In the geologic timescale, the Artinskian is an age or stage of the Permian. It is a subdivision of the Cisuralian Epoch or Series. The Artinskian likely lasted between  and  million years ago (Ma) according to the most recent revision of the International Commission on Stratigraphy (ICS) in 2022. It was preceded by the Sakmarian and followed by the Kungurian.

Stratigraphy 

The Artinskian is named after the small Russian city of Arti (formerly Artinsk), situated in the southern Ural mountains, about 200 km southwest of Yekaterinburg. The stage was introduced into scientific literature by Alexander Karpinsky in 1874.

Base of the Artinskian 
The base of the Artinskian Stage is defined as the first appearance datum (FAD) of the conodont species Sweetognathus whitei and Mesogondolella bisselli. In order to constrain this age, the ICS subcommission on Permian stratigraphy informally proposed a candidate GSSP in 2002, later followed by a formal proposal in 2013. The proposed GSSP location - the Dal'ny Tulkas roadcut in the Southern Urals, near the town of Krasnousolsky - was eventually ratified in February 2022.

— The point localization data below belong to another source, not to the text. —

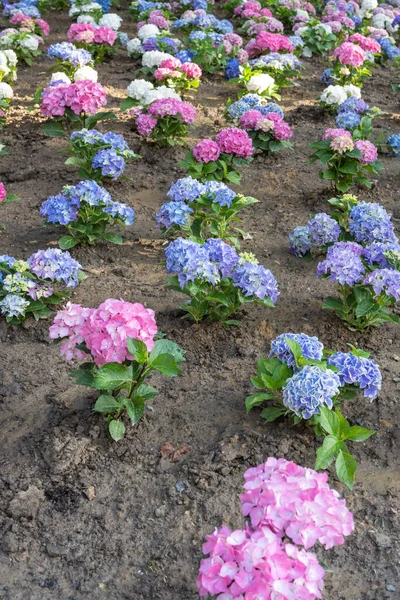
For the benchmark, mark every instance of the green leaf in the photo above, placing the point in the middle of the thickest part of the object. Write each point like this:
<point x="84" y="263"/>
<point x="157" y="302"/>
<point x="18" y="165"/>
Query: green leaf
<point x="138" y="349"/>
<point x="329" y="420"/>
<point x="106" y="404"/>
<point x="113" y="238"/>
<point x="111" y="376"/>
<point x="327" y="452"/>
<point x="256" y="400"/>
<point x="168" y="347"/>
<point x="117" y="430"/>
<point x="66" y="242"/>
<point x="165" y="364"/>
<point x="332" y="303"/>
<point x="52" y="129"/>
<point x="271" y="413"/>
<point x="359" y="434"/>
<point x="346" y="466"/>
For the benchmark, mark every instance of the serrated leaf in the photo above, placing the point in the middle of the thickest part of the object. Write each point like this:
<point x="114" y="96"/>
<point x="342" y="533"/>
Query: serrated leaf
<point x="138" y="349"/>
<point x="106" y="404"/>
<point x="111" y="376"/>
<point x="116" y="429"/>
<point x="346" y="466"/>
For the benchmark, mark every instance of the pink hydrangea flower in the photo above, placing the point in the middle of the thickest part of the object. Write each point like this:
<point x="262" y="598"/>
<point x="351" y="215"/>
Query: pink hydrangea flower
<point x="235" y="141"/>
<point x="368" y="150"/>
<point x="295" y="502"/>
<point x="342" y="144"/>
<point x="206" y="151"/>
<point x="350" y="54"/>
<point x="192" y="70"/>
<point x="367" y="44"/>
<point x="81" y="32"/>
<point x="104" y="330"/>
<point x="3" y="192"/>
<point x="256" y="565"/>
<point x="334" y="133"/>
<point x="172" y="106"/>
<point x="105" y="35"/>
<point x="145" y="124"/>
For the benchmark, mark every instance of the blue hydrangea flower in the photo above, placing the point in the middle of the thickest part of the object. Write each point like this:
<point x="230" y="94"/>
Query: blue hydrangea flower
<point x="348" y="120"/>
<point x="271" y="107"/>
<point x="394" y="143"/>
<point x="221" y="193"/>
<point x="343" y="263"/>
<point x="369" y="222"/>
<point x="375" y="253"/>
<point x="173" y="213"/>
<point x="311" y="348"/>
<point x="13" y="306"/>
<point x="56" y="265"/>
<point x="58" y="209"/>
<point x="255" y="280"/>
<point x="232" y="68"/>
<point x="322" y="230"/>
<point x="300" y="241"/>
<point x="88" y="191"/>
<point x="357" y="370"/>
<point x="186" y="189"/>
<point x="385" y="281"/>
<point x="120" y="211"/>
<point x="223" y="254"/>
<point x="111" y="164"/>
<point x="309" y="389"/>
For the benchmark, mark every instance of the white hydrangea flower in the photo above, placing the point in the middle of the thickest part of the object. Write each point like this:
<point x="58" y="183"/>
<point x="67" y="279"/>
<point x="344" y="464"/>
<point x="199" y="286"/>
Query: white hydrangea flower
<point x="11" y="57"/>
<point x="352" y="90"/>
<point x="138" y="88"/>
<point x="60" y="76"/>
<point x="154" y="58"/>
<point x="111" y="20"/>
<point x="86" y="73"/>
<point x="30" y="42"/>
<point x="260" y="83"/>
<point x="148" y="31"/>
<point x="86" y="19"/>
<point x="334" y="94"/>
<point x="5" y="91"/>
<point x="133" y="46"/>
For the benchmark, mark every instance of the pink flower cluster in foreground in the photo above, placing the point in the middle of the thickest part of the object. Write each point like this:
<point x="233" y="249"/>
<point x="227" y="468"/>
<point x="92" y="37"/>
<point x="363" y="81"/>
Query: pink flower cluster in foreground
<point x="231" y="140"/>
<point x="283" y="500"/>
<point x="350" y="54"/>
<point x="88" y="34"/>
<point x="81" y="96"/>
<point x="104" y="330"/>
<point x="271" y="42"/>
<point x="270" y="123"/>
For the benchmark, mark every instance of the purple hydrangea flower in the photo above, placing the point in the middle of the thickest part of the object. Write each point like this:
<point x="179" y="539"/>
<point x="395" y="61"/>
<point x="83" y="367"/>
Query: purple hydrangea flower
<point x="386" y="281"/>
<point x="343" y="263"/>
<point x="173" y="213"/>
<point x="323" y="230"/>
<point x="369" y="222"/>
<point x="357" y="370"/>
<point x="309" y="389"/>
<point x="311" y="348"/>
<point x="56" y="265"/>
<point x="255" y="280"/>
<point x="300" y="241"/>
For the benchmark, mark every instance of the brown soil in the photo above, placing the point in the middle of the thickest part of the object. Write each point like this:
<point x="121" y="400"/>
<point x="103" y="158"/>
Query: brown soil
<point x="84" y="517"/>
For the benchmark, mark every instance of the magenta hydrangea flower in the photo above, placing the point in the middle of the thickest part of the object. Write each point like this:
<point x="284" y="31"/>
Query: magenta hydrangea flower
<point x="206" y="151"/>
<point x="368" y="150"/>
<point x="235" y="141"/>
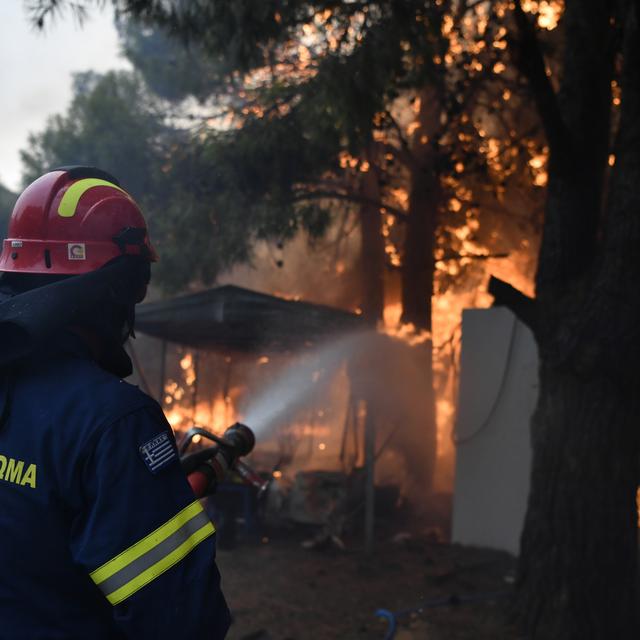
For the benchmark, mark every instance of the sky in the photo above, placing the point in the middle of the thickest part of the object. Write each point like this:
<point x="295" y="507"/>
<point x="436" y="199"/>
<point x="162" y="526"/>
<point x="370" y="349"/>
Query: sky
<point x="36" y="70"/>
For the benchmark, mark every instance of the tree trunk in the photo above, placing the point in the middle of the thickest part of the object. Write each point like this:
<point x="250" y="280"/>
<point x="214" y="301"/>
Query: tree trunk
<point x="578" y="563"/>
<point x="372" y="254"/>
<point x="418" y="270"/>
<point x="418" y="263"/>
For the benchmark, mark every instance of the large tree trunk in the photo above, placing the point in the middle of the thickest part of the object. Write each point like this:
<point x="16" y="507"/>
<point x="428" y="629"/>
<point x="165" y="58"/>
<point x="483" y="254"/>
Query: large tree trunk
<point x="578" y="563"/>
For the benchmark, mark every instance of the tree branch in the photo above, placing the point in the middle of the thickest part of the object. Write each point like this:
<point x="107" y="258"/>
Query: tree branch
<point x="523" y="307"/>
<point x="350" y="197"/>
<point x="530" y="60"/>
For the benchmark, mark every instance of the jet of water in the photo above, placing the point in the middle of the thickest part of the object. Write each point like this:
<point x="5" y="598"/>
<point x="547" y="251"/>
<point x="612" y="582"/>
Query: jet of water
<point x="293" y="389"/>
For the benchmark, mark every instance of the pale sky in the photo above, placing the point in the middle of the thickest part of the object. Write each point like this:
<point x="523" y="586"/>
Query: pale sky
<point x="35" y="73"/>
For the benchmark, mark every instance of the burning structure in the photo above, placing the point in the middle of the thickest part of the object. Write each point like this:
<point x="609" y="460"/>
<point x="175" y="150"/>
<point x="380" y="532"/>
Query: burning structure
<point x="315" y="382"/>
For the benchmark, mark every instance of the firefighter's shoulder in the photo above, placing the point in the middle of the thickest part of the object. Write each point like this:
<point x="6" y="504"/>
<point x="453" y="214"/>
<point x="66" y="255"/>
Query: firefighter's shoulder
<point x="76" y="397"/>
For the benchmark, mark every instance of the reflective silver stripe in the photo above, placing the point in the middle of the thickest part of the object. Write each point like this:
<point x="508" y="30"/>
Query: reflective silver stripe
<point x="154" y="555"/>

U-Pb radiometric dating found that the base of the Artinskian was approximately 290.1 million years old (Ma), based on the position of the rock layer at the Dal'ny Tulkas roadcut containing the FAD of S. whitei relative to three precisely dated ash beds surrounding it. Earlier radiometric reported a much younger age of 280.3 Ma for the Sakmarian-Artinskian boundary.

Top of the Artinskian 
The top of the Artinskian (and the base of the Kungurian) is defined as the place in the stratigraphic record where fossils of conodonts Neostreptognathodus pnevi and Neostreptognathodus exculptus first appear.

Artinskian Warming Event
Around 287 million years ago occurred an interval of pronounced warming known as the Artinskian Warming Event (AWE). This period of global warming accelerated the deglaciation that had been occurring since the Sakmarian following the end of the most intense glacial phase of the Late Palaeozoic Ice Age. In addition, it is also associated with significant global drying, which had gradually been occurring since the Carboniferous-Permian boundary. Major aridification during the AWE is evidenced by a positive δ18O excursion observed in brachiopod fossils, with arid and semi-arid conditions expanding across much of Pangaea as glaciers receded to refugia in the polar regions of Gondwana.

References

External links 
 GeoWhen Database - Artinskian
 Upper Paleozoic stratigraphic chart at the website of the subcommission for stratigraphic information of the ICS

 
Permian geochronology
.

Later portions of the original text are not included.